The Gene Ontology Annotation (GOA) database ) goals to supply high-quality digital and handbook annotations to the UniProt Knowledgebase (Swiss-Prot, TrEMBL and PIR-PSD) utilizing the standardized vocabulary of the Gene Ontology (GO). As a supplementary archive of GO annotation, GOA promotes a excessive degree of integration of the knowledge represented in UniProt with different databases. This is achieved by changing UniProt annotation right into a acknowledged computational format.
GOA supplies annotated entries for almost 60,000 species (GOA-SPTr) and is the most important and most complete open-source contributor of annotations to the GO Consortium annotation effort. By integrating GO annotations from different mannequin organism teams, GOA consolidates specialised knowledge and experience to make sure the information stay a key reference for up-to-date organic data. Furthermore, the GOA database absolutely endorses the Human Proteomics Initiative by prioritizing the annotation of proteins more likely to profit human well being and illness.
In addition to a non-redundant set of annotations to the human proteome (GOA-Human) and month-to-month releases of its GO annotation for all species (GOA-SPTr), a collection of GO mapping recordsdata and particular cross-references in different databases are additionally repeatedly distributed. GOA might be queried by way of a easy user-friendly net interface or downloaded in a parsable format through the EBI and GO FTP web sites. The GOA information set can be utilized to reinforce the annotation of explicit mannequin organism or gene expression information units, though more and more it has been used to guage GO predictions generated from textual content mining or protein interplay experiments.
In 2004, the GOA workforce will construct on its success and can proceed to complement the practical annotation of UniProt and work in direction of enhancing the flexibility of scientists to entry all obtainable organic data. Researchers wishing to question or contribute to the GOA venture are inspired to electronic mail: firstname.lastname@example.org.
ELECTRONIC GO ANNOTATION
The large-scale project of GO phrases to UniProt entries hasbeen made attainable by efficiently changing a proportion ofthe pre-existing knowledge held throughout the Øat Æles into GOterms (7).
For instance, UniProt description strains (DE) maycontain Enzyme Commission (EC) numbers. Using an exist-ing mapping of EC numbers to the GO molecular functionontology (ec2go) and a mapping of protein accession numbersto EC numbers, GOA can produce a UniProt to GOassociation. In an identical trend the GOA group maintains aSwiss-Prot key phrase to GO mapping (spkw2go).
This mappingÆle is routinely used to generate a lot of annotationsto GO course of, perform and element ontologies (seecontents of present launch on the GOA house web page).Bi-directional database cross-references additionally assist to inte-grate GO annotations. For instance, the vast majority of UniProtentries will cross-reference an InterPro identiÆcation numberand vice versa.

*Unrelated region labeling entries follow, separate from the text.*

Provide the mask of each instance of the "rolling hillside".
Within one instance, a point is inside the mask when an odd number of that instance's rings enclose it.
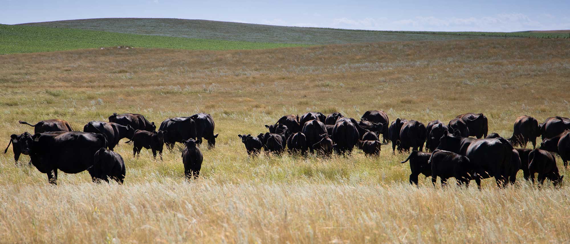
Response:
[[[446,32],[363,31],[181,19],[87,19],[22,25],[191,38],[308,44],[481,38]]]

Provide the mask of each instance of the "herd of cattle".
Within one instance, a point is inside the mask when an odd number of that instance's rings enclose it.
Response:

InterPro is a key database maintained at theEBI (11,12). It supplies an built-in documentation resourcefor proteins, households and domains. A single InterPro entryprovides complete annotation describing a set of relatedproteins, a few of which can have equivalent features, beinvolved in the identical processes and act in the identical places.During the curation of every InterPro entry, high-level GOterms are manually curated, based mostly on a assessment of the literatureavailable on the associated proteins. This annotation is used togenerate an InterPro2go mapping and in addition serves as abiological abstract in the InterPro entry.
So far, theapplication of the InterPro2go mapping in the electronicassignment of GO phrases to gene merchandise has produced themost protection in the GOA information set (see contents of currentrelease on the GOA house web page). Both spkw2go andInterPro2go mappings are maintained in-house and distributedon the GO and EBI FTP websites regularly. To supportinteroperability, InterPro2go has been used to generate GOmappings to its member databases (see Table 1) and these alsoare obtainable for obtain.

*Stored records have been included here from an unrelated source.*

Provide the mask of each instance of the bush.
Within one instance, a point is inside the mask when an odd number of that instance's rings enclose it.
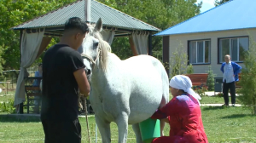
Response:
[[[212,91],[214,90],[214,77],[213,72],[212,70],[211,66],[208,66],[208,73],[207,80],[207,86],[208,87],[208,90]]]
[[[201,86],[193,86],[192,89],[200,96],[207,96],[207,94],[205,94],[205,92],[207,91],[207,89],[206,88]]]
[[[8,101],[0,102],[0,112],[15,113],[15,107],[14,106],[15,100],[9,99]]]
[[[238,99],[241,104],[252,109],[252,113],[256,114],[256,43],[250,39],[249,50],[245,53],[244,66],[241,73]]]
[[[187,67],[187,74],[193,74],[194,69],[192,64],[189,64]]]

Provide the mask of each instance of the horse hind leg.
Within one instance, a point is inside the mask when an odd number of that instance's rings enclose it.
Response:
[[[95,117],[95,119],[102,135],[102,143],[110,143],[111,142],[110,123],[96,116]]]
[[[116,124],[119,130],[119,143],[126,143],[128,134],[128,115],[122,113],[116,119]]]
[[[136,135],[136,142],[143,143],[142,134],[141,134],[141,129],[139,128],[139,123],[132,124],[132,129]]]
[[[159,109],[162,108],[163,106],[165,106],[166,105],[167,101],[166,101],[166,99],[165,98],[165,95],[163,94],[162,96],[162,100],[161,100],[161,102],[160,102],[160,105],[159,106]],[[160,135],[161,136],[164,136],[164,129],[165,129],[165,124],[166,124],[166,122],[165,120],[160,120]]]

The GO assignments are launched month-to-month, in accordancewith a GO Consortium agreed format, inside a `geneassociation Æle’. As the mapping Æles utilized by GOA aremanually curated, GOA is conÆdent that its electronicannotation is of a excessive normal. Despite this, it’s importantthat customers have the flexibility to differentiate digital frommanually veriÆed GO annotation. For this purpose, the certaintyof every GOA affiliation is supported by annotating to oneof 10 Consortium agreed proof codes.

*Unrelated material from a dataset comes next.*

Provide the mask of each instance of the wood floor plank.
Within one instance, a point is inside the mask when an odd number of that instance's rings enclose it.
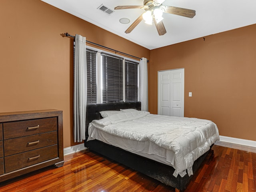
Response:
[[[0,183],[1,192],[154,192],[175,189],[86,150],[48,167]],[[256,154],[214,145],[186,192],[256,192]]]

generated associations are labelled as `inferred from electronicannotation’ or IEA. Proteins assigned this code are `possible’ tobe concerned in a selected GO exercise.MANUAL GO ANNOTATIONThe large-scale project of GO phrases to UniProt proteinsusing digital strategies is a quick and efÆcient manner ofassociating high-level phrases to a lot of proteins.
However, to supply extra dependable and speciÆc annotation, theGOA venture additionally makes use of handbook curation usinginformation extracted from revealed scientiÆc literature (7).This course of is slower than the usage of digital strategies butprovides extra correct data as all annotation isvalidated by a workforce of expert biologists. GOA recommendsthat customers wishing to analyse GO annotation perceive howGO is organized and the way GO assignments are made.
Guidelines for GO annotation have been detailed earlier than (10)and are revealed on the GO house web page (http://www.geneontology.org/). Each assigned time period is related with aGO experimental proof code (see GO house web page fordetails of proof codes) and a PubMed ID, which allowsusers to trace the precise literature supply and sort ofexperiment used to assist the annotation.Priority is given in the GOA venture to the annotation ofdata from the human proteome. This enhances the effortsof the opposite consortium members as no different member freelyprovides human-speciÆc information. The GOA venture additionally assignsGO phrases to proteins from a variety of different species. Thereare nearly 60 000 totally different species represented in the UniProtdatabases. Approximately 500 of those have already had GOterms manually assigned and this quantity continues toincrease day by day.
New phrases are requested as required toadequately describe the numerous species in UniProt, thusenhancing the GO ontologies and lengthening their scope.UTILITY OF GO ANNOTATIONManual GO annotation generates high-quality dependable inform-ation that’s extra correct than digital annotation. It alsoallows comparisons to be made with new annotationapproaches and is a crucial instrument for validation of thesemethods. However, handbook annotation is time consuming anddependent on expert biologists able to extracting keyinformation from the revealed literature.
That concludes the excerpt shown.